Por Simón Rios
Mike Minogue aparece en una videollamada, de pie frente a su escritorio, con un lienzo pintado con aerosol que representa la Estatua de la Libertad en la pared detrás de él. La pintura pertenecía a la empresa de dispositivos médicos que vendió por casi $17 mil millones en 2022. Sin embargo, conservó la obra de arte como parte del acuerdo.
El exoficial del Ejército se postula para gobernador de Massachusetts como un exdirector ejecutivo que afirma que pondrá en orden la situación económica del estado. Al igual que su oponente en las primarias republicanas, el capitalista de riesgo Brian Shortsleeve, Minogue sostiene que una de las claves será revertir lo que considera un gasto estatal excesivamente generoso que beneficia a los inmigrantes en lugar de a los residentes de Massachusetts.
"No podemos llevar a la quiebra al estado, y tenemos jóvenes que no pueden pagar su factura de electricidad y personas mayores que no pueden permitirse quedarse aquí o seguir pagando sus impuestos sobre la propiedad", afirmó. "Eso no es una buena gestión ni un buen liderazgo por parte de Maura Healey, y yo necesito dar prioridad a nuestros ciudadanos".
A los votantes de Massachusetts les gusta elegir gobernadores republicanos moderados; lo hicieron en cuatro de las últimas seis elecciones desde 1991. El exgobernador Charlie Baker tuvo frecuentes enfrentamientos con la primera administración de Trump por cuestiones migratorias, incluso negándose a enviar tropas de la Guardia Nacional a la frontera con México en respuesta a lo que calificó como el "trato inhumano de los niños" bajo la política migratoria de la Casa Blanca.
El oponente de Minogue, Shortsleeve, se presenta como la opción más moderada en la contienda.

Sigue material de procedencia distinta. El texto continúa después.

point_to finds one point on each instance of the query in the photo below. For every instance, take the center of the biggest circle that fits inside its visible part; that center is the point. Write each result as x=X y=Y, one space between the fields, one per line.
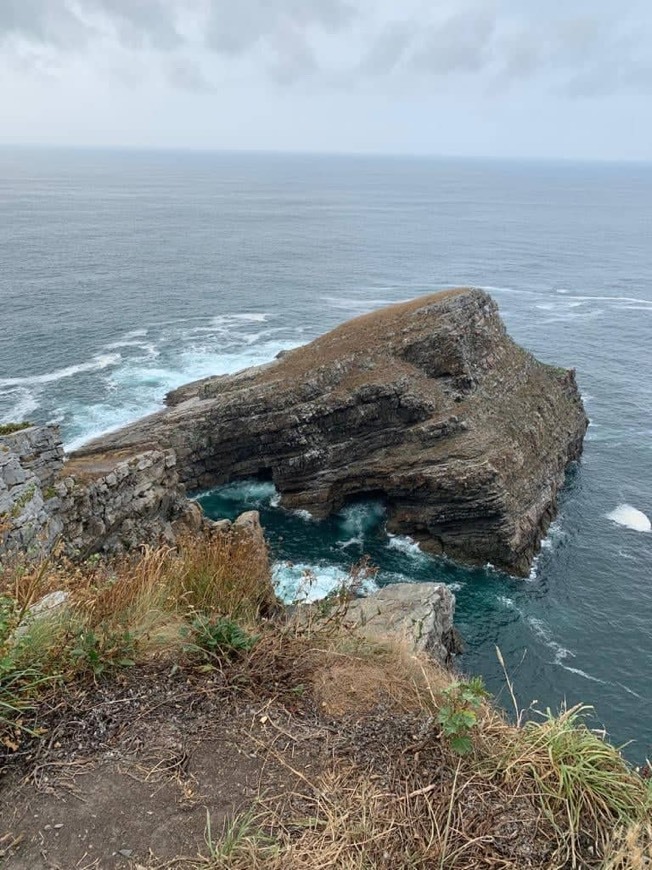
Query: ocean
x=126 y=274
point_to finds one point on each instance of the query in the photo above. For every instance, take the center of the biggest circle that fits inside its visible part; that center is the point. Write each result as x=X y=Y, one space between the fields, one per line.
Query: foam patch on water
x=304 y=582
x=631 y=518
x=97 y=363
x=543 y=632
x=361 y=517
x=406 y=545
x=251 y=492
x=18 y=403
x=137 y=386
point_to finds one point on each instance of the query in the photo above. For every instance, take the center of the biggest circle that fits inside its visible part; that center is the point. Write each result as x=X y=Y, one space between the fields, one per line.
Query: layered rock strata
x=428 y=405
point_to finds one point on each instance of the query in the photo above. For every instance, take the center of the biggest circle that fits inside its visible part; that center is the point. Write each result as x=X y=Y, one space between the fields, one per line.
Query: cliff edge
x=428 y=405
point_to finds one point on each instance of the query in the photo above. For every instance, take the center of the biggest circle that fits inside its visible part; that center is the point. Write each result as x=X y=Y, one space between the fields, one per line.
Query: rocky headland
x=428 y=405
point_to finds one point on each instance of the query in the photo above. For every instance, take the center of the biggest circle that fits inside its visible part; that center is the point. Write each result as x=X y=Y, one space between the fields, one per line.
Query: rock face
x=87 y=505
x=417 y=614
x=428 y=405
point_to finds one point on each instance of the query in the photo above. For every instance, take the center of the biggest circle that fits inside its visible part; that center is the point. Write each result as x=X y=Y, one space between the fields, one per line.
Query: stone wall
x=85 y=505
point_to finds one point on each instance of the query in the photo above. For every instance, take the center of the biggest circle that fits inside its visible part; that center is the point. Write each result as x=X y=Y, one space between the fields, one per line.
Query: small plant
x=221 y=638
x=100 y=651
x=459 y=715
x=10 y=428
x=241 y=843
x=18 y=683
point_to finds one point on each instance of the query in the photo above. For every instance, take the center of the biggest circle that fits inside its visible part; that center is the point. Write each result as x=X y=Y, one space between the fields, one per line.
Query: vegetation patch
x=169 y=667
x=10 y=428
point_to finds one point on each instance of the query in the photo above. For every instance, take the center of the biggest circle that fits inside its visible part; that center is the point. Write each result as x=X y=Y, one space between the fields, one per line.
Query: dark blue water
x=123 y=275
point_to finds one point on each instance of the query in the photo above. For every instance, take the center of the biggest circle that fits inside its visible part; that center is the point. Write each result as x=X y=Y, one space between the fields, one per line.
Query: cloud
x=45 y=22
x=234 y=27
x=581 y=49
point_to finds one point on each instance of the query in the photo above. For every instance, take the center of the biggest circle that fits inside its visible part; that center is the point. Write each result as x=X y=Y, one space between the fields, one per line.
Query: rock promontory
x=427 y=404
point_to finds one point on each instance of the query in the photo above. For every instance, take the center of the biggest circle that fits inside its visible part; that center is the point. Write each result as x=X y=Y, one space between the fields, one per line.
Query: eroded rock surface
x=420 y=615
x=427 y=404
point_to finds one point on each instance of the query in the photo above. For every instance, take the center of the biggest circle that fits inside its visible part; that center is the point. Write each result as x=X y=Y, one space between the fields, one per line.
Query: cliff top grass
x=10 y=428
x=164 y=715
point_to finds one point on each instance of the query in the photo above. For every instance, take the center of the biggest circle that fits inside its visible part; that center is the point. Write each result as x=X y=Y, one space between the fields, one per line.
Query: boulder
x=428 y=405
x=419 y=615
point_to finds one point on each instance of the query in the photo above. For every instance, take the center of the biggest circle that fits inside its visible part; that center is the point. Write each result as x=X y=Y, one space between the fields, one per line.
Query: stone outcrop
x=87 y=505
x=420 y=615
x=427 y=404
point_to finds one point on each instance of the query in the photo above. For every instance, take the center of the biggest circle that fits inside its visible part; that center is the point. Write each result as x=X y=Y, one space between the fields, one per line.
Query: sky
x=498 y=78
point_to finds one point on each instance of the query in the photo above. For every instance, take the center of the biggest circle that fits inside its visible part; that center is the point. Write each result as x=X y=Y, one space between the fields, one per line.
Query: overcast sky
x=528 y=78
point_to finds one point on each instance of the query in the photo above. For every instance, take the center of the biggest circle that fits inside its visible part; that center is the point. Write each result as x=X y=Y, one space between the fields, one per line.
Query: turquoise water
x=124 y=275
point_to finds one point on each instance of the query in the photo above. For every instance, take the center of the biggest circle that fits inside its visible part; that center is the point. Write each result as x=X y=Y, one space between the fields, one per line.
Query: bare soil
x=128 y=772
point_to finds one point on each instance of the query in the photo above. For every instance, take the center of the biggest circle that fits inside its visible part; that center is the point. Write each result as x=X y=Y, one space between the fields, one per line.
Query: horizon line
x=278 y=152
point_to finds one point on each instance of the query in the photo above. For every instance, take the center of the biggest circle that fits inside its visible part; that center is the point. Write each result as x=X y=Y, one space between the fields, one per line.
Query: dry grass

Pero en materia de inmigración, existe poca diferencia entre el presidente Trump y los dos republicanos que buscan derrotar a Healey en noviembre.
Jim Conroy, asesor durante mucho tiempo de Baker y consultor republicano, afirmó que para los "candidatos republicanos inteligentes" ciertamente hay espacio para hablar sobre la seguridad de las fronteras y la necesidad de una reforma migratoria. Sin embargo, señaló que tampoco debería descartarse la posibilidad de criticar las acciones de ICE.
"Ha habido algunas historias terribles. Estoy seguro de que son una minoría", dijo Conroy, "pero absolutamente, los candidatos deberían denunciarlas".
Conroy trabajó en la campaña de Mike Kennealy, quien suspendió su candidatura a gobernador en abril. Su consejo para los dos candidatos restantes es sencillo:
"Cuando se trata de derrotar a Maura Healey, creo que debemos centrarnos en la asequibilidad, los impuestos, las tarifas eléctricas, etc".
Ambos candidatos dicen que ICE debería dar prioridad a los delincuentes en sus acciones de control migratorio. Sin embargo, datos recientes muestran que solo el 16 % de las personas deportadas después de ser arrestadas en Massachusetts son delincuentes condenados. Los candidatos se han centrado con frecuencia en lo que los demócratas están haciendo para limitar las operaciones de ICE, en lugar de pedir un mayor escrutinio de las acciones agresivas de ICE.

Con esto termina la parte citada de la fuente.